2.3.1.2. Side Input Feed Preloading Method

The side input feed preloading method preloads the 80-bit weight data and 8-bit shared exponent data into the ping-pong buffers using data_in[87:80] and data_in[95:88] buses. The preloading process takes 12 cycles to complete preloading for one set of ping-pong buffers or 24 cycles to complete the preloading of two sets of ping-pong buffers. The weight and shared exponent data are preloaded independently even if the DSP blocks are cascaded. This enables the tensor computation to continue while the second and subsequent sets are preloaded. The following figure shows the dataflow for side input feed.

Figure 20. Dataflow for Side Input Feed MethodThe feed paths are highlighted in red in this figure.

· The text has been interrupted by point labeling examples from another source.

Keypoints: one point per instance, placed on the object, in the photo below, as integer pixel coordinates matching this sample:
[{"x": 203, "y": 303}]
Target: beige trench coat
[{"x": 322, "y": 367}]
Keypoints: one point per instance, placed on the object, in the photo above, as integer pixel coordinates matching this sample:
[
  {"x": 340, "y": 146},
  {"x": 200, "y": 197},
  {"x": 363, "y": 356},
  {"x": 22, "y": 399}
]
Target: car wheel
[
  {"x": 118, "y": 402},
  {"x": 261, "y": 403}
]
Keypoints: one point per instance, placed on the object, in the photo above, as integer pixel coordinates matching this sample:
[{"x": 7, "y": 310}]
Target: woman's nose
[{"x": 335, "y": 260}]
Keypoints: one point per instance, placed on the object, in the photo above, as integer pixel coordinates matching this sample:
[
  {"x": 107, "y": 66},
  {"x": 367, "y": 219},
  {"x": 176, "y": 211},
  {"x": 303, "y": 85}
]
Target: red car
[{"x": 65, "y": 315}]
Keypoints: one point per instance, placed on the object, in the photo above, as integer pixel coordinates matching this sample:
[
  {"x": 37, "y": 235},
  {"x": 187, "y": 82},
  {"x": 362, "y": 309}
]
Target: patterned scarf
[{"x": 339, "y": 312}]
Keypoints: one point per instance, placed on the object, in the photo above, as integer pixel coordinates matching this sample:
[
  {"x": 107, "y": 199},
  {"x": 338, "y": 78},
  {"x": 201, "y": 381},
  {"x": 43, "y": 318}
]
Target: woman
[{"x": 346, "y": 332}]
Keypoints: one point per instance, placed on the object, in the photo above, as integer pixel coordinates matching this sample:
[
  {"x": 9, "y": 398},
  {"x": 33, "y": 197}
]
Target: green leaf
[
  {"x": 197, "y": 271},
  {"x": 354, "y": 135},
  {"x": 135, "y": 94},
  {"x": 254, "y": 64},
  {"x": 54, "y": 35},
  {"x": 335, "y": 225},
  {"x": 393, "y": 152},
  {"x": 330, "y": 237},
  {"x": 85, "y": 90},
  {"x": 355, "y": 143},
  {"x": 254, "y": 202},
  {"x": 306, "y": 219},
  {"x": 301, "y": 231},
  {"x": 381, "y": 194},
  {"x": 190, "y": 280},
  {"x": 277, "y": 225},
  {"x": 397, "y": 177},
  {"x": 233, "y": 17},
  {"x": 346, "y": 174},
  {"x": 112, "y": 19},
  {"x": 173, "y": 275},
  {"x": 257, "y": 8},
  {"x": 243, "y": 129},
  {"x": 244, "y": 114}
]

Figure 21. Side Input Feed Method Timing Diagrams
  1. In cycle 1 to 12, the dynamic control signals are set as follow:
    • load_bb_one = 1’b1 and load_bb_two = 1’b0 to preload the weight and shared exponent data into the first set of ping-pong buffers
    • load_buf_sel = 1’b0 to not switch the ping-pong buffers
  2. In cycle 13 to cycle 24, the DSP block takes the activation data and the shared exponents from data_in[79:0] and shared_exponent[7:0] respectively. The N represents the cycle number for the DSP block to complete loading the activation data and the shared exponents. The load_buf_sel is set to 1’b0 to disable the ping-pong buffers loading. The DSP block takes the loaded weights from the first set of ping-pong buffers for DOT product computations.
  3. Simultaneously, in cycle 13 to 24, the dynamic control signals are set as follow:
    • load_bb_one = 1’b0 and load_bb_two = 1’b1 to preload the weight and shared exponent data into the second set of ping-pong buffers
    • load_buf_sel = 1’b0 to not switch the ping-pong buffers
  4. From cycle N+1 to cycle 2N+1, the DSP block takes the activation data and the shared exponents from data_in[79:0] and shared_exponent[7:0]. The load_buf_sel is set to 1’b1 to switch to the data in the second set of ping-pong buffers for DOT product computations.
  5. The overall process repeats when all the data in the ping-pong buffers have been processed.